Litigation hold (also known as a preservation order and legal hold) all have the same legal meaning; a stipulation requiring an individual or organization to preserve all data that could relate to a anticipated or pending legal action involving the individual or organization. The litigation hold responsibility is one of the biggest liabilities individuals and organizations have in the civil litigation process. If a litigation hold is ignored or insufficiently applied, the Judge will not tolerate excuses and the outcome can be a spoliation or destruction of evidence ruling which in turn can cause an adverse inference order be issued and loss of the case. Several third party eDiscovery applications provide for litigation hold placement on individual items to reduce over saving of non-responsive ESI.

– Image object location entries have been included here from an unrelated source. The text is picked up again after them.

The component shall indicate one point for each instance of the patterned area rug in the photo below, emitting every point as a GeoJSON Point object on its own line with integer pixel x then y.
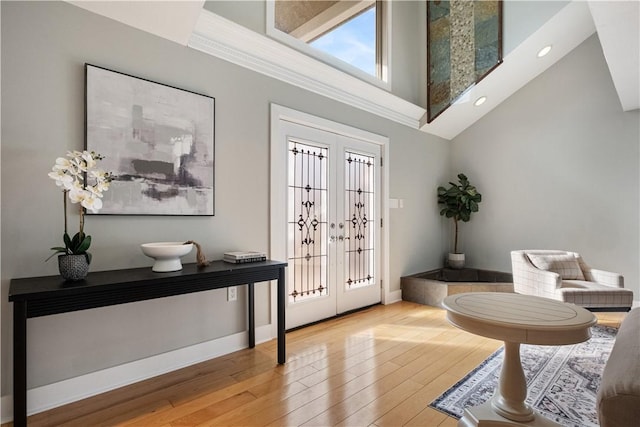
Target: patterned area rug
{"type": "Point", "coordinates": [562, 381]}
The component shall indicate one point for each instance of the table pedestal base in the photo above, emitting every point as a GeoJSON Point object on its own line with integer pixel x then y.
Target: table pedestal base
{"type": "Point", "coordinates": [484, 416]}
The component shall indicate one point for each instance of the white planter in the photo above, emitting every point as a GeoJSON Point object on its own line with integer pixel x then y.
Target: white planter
{"type": "Point", "coordinates": [456, 261]}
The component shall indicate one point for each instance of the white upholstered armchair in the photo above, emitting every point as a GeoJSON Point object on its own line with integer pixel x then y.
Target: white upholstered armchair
{"type": "Point", "coordinates": [564, 276]}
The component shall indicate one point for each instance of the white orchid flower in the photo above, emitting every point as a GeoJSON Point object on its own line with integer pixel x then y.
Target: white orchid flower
{"type": "Point", "coordinates": [62, 164]}
{"type": "Point", "coordinates": [61, 178]}
{"type": "Point", "coordinates": [92, 203]}
{"type": "Point", "coordinates": [77, 195]}
{"type": "Point", "coordinates": [89, 160]}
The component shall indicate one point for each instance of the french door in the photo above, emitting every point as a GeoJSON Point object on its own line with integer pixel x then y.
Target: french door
{"type": "Point", "coordinates": [333, 223]}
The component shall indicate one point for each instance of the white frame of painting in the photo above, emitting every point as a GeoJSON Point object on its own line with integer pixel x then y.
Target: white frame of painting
{"type": "Point", "coordinates": [157, 140]}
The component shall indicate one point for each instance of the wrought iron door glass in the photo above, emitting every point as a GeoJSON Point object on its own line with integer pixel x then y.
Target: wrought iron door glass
{"type": "Point", "coordinates": [307, 221]}
{"type": "Point", "coordinates": [360, 220]}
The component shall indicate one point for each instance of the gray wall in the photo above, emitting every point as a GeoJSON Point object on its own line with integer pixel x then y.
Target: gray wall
{"type": "Point", "coordinates": [557, 165]}
{"type": "Point", "coordinates": [44, 48]}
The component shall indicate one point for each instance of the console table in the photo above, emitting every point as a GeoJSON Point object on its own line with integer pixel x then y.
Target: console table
{"type": "Point", "coordinates": [43, 296]}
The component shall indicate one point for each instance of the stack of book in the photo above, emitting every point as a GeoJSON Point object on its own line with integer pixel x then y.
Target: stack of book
{"type": "Point", "coordinates": [242, 257]}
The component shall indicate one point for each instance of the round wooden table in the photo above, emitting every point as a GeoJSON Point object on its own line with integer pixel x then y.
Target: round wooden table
{"type": "Point", "coordinates": [515, 319]}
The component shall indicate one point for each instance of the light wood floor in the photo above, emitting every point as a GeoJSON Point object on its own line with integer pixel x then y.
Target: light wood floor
{"type": "Point", "coordinates": [378, 367]}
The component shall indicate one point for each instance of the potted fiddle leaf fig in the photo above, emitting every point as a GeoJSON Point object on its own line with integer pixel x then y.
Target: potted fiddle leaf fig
{"type": "Point", "coordinates": [458, 202]}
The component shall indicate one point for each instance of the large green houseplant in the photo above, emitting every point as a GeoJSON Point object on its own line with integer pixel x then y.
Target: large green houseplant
{"type": "Point", "coordinates": [458, 202]}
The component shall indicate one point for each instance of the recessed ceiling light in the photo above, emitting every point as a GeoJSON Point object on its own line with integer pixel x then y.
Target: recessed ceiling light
{"type": "Point", "coordinates": [480, 101]}
{"type": "Point", "coordinates": [544, 51]}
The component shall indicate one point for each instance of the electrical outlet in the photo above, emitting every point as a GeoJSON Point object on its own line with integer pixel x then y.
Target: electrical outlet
{"type": "Point", "coordinates": [232, 293]}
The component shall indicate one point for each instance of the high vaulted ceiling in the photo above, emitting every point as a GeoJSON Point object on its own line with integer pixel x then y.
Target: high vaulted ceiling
{"type": "Point", "coordinates": [617, 24]}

In Exchange 2010, Microsoft suggests placing a custodian’s entire mailbox on litigation hold. In other words specifically putting a custodian’s mailbox on litigation hold ensures an indefinite retention on all content, even the content not relevant to the case at hand, in the user’s mailbox until the mailbox is removed from Legal Hold. This shotgun tactic does ensure all potentially responsive ESI is retained at the time of placement but many attorneys are leery of blindly placing a litigation hold on all content due to the possibility of over retaining ESI that is not responsive to the current case but could be in a future case.

To put a custodian’s mailbox on litigation hold in Exchange 2010, the person making that decision needs to be part of the “Discovery Management” Role in Exchange.  By default there are no approved auditors in the organization, including the Exchange Administrator, which has the right to put a user’s mailbox on litigation hold.  The Exchange Administrator can go into the Exchange Control Panel and give themselves (and others) the right to enable litigation hold for mailboxes.

Another caveat for Exchange 2010 litigation hold is that it could take upwards of 1 hour before a litigation hold takes effect on a given custodian’s mailbox. This is because the policy needs to be enacted on all messages and folders in the mailbox and be replicated through Active Directory. With litigation hold enabled, all messages, regardless of the organization’s retention policy will be retained until released.

Another aspect of placing effective litigation holds in Exchange 2010 is the question of PST files. PSTs are a long running problem area for corporate legal as well as the IT department. The problem is this; PSTs include email, attachments and metadata no longer preset within the Exchange email system. So when an auditor searches a custodian’s mailbox from Exchange 2010 for relevant emails and attachments, they aren’t able to search for any PSTs the custodian has on their local workstation.